Paris 13 janvier 1863

 

 

Mon cher Comte,

Vous avez bien voulu me dire hier que l'Impératrice était mécontente de moi, à propos de la nomination de l'Archevêque de Paris et vous avez été témoin de mon étonnement car je cherche encore en quoi j'ai pu déplaire à sa Majesté.

Serait-ce à cause du choix de Mgr Darboy mais outre que ce choix a été mûrement étudié par l'Empereur et discuté en conseil je puis affirmer que nul dans l'épiscopat français ne sera ni plus sage ni plus modeste ni plus dévoué à la bonne et sincère alliance de l'Eglise et de l'Etat. J'ai désiré de toute mon âme je l'avoue un prélat ennemi des excès et des agitations fidèle à l'Empereur et à la France aimé estimé du Cardinal.... et qui bientôt je l'espère aura l'approbation générale.

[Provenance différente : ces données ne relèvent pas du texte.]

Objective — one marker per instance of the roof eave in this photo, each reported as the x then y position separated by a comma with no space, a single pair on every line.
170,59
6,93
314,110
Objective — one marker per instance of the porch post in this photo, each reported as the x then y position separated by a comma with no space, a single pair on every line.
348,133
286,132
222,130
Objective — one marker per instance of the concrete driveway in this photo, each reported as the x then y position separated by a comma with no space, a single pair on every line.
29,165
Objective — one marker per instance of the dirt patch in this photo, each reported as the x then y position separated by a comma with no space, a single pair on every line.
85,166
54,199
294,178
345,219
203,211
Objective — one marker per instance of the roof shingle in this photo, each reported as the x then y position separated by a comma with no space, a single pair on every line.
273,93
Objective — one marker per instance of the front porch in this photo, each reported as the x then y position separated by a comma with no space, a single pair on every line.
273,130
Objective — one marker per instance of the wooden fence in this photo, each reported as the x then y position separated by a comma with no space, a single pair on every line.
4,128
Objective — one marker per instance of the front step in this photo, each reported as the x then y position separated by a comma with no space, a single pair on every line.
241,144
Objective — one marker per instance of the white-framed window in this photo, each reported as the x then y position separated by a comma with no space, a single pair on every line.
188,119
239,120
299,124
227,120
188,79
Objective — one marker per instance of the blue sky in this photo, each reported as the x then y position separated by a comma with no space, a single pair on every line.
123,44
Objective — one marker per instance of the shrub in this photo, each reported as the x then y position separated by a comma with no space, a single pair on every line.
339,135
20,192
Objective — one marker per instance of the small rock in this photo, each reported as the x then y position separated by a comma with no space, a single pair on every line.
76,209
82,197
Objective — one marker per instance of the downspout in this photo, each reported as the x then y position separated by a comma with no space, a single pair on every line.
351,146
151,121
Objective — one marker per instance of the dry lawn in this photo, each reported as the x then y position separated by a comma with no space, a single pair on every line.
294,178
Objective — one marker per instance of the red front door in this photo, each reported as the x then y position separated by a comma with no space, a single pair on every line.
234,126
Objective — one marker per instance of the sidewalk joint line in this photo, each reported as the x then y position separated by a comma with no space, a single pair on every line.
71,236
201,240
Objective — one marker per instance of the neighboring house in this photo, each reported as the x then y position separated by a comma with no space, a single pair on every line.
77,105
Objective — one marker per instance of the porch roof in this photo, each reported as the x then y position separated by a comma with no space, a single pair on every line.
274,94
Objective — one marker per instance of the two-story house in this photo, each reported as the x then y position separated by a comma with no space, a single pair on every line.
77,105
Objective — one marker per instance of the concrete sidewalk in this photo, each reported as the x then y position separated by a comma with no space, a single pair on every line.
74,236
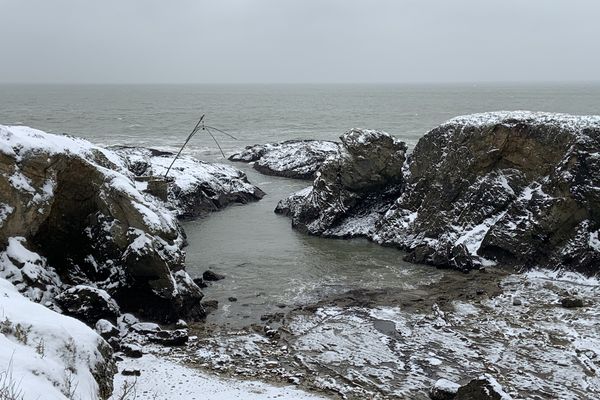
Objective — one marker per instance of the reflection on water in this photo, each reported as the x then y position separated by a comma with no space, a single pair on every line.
268,264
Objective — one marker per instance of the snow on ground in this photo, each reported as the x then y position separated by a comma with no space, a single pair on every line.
44,354
164,379
534,347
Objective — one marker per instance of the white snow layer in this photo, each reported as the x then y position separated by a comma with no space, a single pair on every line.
564,121
44,354
164,379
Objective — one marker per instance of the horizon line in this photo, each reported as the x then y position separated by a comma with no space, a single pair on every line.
499,82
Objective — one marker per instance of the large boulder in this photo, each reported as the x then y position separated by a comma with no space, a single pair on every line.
45,355
366,173
88,304
71,214
298,159
193,187
516,188
519,188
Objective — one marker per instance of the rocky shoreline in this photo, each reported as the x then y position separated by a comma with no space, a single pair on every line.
506,188
93,233
83,235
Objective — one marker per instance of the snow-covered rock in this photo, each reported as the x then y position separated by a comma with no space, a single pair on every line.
195,187
45,355
71,212
367,172
519,188
88,304
299,159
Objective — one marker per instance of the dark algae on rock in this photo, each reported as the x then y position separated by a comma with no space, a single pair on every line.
515,188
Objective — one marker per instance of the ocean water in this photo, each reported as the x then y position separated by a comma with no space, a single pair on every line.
267,264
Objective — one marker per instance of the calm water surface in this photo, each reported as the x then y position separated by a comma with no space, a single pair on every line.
266,262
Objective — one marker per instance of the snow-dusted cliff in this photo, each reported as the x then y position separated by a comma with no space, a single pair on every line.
520,188
45,355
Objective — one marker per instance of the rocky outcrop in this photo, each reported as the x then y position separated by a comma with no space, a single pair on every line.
350,187
72,215
88,304
484,387
193,187
45,355
517,188
299,159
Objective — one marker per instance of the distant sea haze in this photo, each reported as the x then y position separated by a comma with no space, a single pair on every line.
162,115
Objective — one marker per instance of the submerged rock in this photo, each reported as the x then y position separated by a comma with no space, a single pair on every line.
194,187
299,159
71,214
209,276
519,188
443,389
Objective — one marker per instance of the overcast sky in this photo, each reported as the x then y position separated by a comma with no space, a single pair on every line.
251,41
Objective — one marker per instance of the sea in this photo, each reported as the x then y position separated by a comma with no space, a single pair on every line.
268,266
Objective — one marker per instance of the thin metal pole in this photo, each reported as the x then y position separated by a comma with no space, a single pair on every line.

Assurément ce n'est pas de ce côté que j'ai pu déplaire à l'Impératrice.

Serait-ce parce qu'on na pas adopté Mr l'Abbé Deguerry?

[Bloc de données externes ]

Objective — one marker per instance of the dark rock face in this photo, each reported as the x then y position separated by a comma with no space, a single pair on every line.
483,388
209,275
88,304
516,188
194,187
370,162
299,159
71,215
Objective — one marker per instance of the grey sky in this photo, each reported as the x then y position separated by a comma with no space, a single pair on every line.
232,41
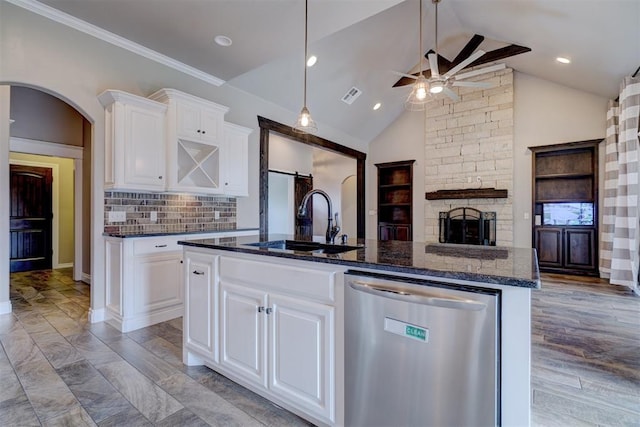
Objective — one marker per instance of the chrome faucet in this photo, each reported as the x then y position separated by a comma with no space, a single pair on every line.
332,230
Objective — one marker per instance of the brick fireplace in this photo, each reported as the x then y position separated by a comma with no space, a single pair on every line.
469,148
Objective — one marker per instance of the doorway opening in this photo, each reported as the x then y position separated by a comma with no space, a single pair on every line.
267,129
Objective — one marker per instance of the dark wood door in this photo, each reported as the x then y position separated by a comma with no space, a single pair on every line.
549,246
580,248
304,226
30,218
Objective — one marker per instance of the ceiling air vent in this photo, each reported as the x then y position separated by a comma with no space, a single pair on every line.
351,96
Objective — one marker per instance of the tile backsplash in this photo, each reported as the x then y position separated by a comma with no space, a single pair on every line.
176,213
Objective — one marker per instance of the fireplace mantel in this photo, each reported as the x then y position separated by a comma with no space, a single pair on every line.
467,193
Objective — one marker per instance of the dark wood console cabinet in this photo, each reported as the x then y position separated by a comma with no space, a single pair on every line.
395,200
566,176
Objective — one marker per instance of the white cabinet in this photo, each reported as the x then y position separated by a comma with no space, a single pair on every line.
243,332
145,283
134,142
277,332
195,141
301,339
200,325
198,120
236,160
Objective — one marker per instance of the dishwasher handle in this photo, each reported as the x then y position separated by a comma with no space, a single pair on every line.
421,298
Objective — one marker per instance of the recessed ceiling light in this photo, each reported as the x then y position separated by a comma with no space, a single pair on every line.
223,41
312,61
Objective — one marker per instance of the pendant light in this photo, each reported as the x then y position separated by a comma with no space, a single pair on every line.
419,96
305,123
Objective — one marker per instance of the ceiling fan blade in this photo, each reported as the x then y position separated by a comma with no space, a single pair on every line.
469,48
451,94
433,64
484,70
443,63
502,53
409,76
409,79
471,84
464,63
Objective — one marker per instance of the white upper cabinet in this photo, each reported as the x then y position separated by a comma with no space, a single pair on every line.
134,142
195,142
236,160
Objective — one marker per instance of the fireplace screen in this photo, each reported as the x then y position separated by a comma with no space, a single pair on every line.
468,226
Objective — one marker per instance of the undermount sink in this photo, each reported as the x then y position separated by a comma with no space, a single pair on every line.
303,246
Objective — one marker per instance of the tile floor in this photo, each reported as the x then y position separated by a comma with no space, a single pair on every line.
57,369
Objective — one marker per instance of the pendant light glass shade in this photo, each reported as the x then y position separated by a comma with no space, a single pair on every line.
305,123
419,96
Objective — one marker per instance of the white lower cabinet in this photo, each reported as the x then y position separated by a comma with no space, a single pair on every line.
300,348
199,322
277,329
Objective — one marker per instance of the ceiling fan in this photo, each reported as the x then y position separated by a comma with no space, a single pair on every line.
443,74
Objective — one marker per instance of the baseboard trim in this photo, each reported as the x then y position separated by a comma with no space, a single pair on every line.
65,265
96,316
5,307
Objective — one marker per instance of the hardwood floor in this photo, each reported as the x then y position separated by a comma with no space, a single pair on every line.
57,369
585,353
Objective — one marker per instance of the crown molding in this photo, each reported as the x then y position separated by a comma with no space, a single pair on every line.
114,39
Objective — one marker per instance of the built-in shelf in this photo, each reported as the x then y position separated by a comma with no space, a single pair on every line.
467,193
395,204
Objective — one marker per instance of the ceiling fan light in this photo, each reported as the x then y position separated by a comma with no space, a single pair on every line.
305,124
418,97
436,88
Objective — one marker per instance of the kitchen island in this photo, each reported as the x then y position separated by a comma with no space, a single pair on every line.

Mais cette candidature inattendue ne m'a été révélée par l'Empereur que la veille même du conseil et j'ai du dire loyalement à l'Empereur que je ne supposais pas au digne curé de la Madeleine la pensée d'accepter l'Archevêché de Paris après avoir refusé l'Evêché de Marseille.

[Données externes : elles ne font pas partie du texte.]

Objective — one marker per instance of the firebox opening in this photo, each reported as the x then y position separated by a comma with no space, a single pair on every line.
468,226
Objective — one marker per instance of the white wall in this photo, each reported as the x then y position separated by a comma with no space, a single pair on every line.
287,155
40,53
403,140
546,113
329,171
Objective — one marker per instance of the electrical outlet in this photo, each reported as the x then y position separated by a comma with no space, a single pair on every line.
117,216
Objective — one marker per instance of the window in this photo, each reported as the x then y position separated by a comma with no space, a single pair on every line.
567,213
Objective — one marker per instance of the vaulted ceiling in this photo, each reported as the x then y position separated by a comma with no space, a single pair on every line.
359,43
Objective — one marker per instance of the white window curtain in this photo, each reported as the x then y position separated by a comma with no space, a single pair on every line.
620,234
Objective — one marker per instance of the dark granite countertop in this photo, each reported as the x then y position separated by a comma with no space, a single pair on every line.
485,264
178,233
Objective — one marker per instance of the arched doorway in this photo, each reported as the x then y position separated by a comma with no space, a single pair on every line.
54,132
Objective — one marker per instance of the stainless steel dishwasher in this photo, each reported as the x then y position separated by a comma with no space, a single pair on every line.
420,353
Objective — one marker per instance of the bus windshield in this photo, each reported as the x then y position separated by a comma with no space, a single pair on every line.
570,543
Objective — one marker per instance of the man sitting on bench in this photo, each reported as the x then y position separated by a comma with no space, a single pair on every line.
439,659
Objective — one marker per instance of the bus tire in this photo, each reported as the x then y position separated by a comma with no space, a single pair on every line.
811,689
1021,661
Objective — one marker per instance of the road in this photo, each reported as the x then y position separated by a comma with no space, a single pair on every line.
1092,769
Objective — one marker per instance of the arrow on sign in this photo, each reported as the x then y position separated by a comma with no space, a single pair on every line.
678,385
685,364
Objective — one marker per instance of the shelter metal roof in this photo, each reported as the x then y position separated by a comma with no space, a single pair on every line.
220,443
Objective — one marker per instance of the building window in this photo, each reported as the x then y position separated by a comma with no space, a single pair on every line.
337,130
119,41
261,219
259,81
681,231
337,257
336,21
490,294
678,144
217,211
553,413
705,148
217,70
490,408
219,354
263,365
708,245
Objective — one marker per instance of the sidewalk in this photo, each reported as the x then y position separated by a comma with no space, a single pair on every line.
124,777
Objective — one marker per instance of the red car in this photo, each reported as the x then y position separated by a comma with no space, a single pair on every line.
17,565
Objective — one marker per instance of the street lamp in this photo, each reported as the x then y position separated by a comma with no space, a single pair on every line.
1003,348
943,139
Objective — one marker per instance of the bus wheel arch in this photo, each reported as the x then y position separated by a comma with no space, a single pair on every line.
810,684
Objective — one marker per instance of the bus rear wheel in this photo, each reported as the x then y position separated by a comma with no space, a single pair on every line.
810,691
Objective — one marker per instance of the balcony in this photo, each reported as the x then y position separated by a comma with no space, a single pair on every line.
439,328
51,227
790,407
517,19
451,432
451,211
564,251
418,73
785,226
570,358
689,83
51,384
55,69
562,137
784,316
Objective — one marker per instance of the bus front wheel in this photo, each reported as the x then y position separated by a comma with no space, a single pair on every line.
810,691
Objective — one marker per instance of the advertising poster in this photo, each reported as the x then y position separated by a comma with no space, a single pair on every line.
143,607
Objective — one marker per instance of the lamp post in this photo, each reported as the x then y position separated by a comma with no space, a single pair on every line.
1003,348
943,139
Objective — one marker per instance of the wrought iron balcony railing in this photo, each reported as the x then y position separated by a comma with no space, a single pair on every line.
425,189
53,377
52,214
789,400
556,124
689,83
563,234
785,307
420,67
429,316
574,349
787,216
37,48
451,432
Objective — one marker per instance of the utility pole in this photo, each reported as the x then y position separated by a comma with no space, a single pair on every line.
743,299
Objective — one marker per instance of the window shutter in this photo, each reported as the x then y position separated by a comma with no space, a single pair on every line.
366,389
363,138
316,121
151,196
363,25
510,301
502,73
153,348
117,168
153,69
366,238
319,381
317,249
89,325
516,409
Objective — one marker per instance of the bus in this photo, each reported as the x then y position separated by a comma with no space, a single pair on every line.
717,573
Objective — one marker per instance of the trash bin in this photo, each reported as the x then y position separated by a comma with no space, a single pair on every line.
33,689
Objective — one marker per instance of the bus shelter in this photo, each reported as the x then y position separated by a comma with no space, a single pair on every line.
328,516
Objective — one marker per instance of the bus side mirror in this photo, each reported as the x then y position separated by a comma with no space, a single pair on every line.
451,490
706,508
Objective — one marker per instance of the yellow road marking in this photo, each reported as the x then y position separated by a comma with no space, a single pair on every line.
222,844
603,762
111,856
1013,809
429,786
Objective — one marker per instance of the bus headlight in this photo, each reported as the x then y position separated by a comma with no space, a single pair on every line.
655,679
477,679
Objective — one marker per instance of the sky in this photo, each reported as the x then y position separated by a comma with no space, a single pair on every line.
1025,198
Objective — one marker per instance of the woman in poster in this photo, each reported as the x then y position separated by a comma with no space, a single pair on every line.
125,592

Je lui ai dit encore ce que j'ai répété le lendemain devant le conseil savoir que très charitable actif tolérant spirituel l'abbé Deguerry était un excellent curé de bonnes oeuvres et de dévouement paroissial mais qu'il avait avec une imagination assez impressionnable peu de fermeté de caractère et de résolution dans les idées. Ses oscillations bien connues lors de sa nomination à Marseille sont la preuve de cela.

Voilà pour le devoir du ministre devant dire sincèrement ce qu'il pense et ce qu'il fait. mais comment mon cher Comte me douter que je pouvais ainsi causer le moindre déplaisir à l'Impératrice. est-ce de près ou de loin directement ou indirectement j'ai connu les intentions ou les désirs.

Le public jase de tout et si j'avais du tenir compte des bruits qui l'agitaient j'aurais du supposer que l'Impératrice inclinait plutôt vers l'Archevêque de Bourges que j'ai montré à l'Empereur comme pouvant devenir plus tard un grand aumônier ou son premier aumônier dès à présent. Mais je l'avoue en toute humilité j'ai vu le nom de M. Deguerry subitement prononcé bien plutôt une satisfaction donnée à la position de cet ecclésiastique qu'une candidature sérieusement appuyée.

Le bon sens le devoir le respect indiquent assez ce que j'aurais fait si j'avais pu prévoir le déplaisir qui m'afflige profondément.

Certes j'aurais supplié l'Impératrice de m'accorder une audience dans laquelle je lui aurais respectueusement soumis mes appréciations.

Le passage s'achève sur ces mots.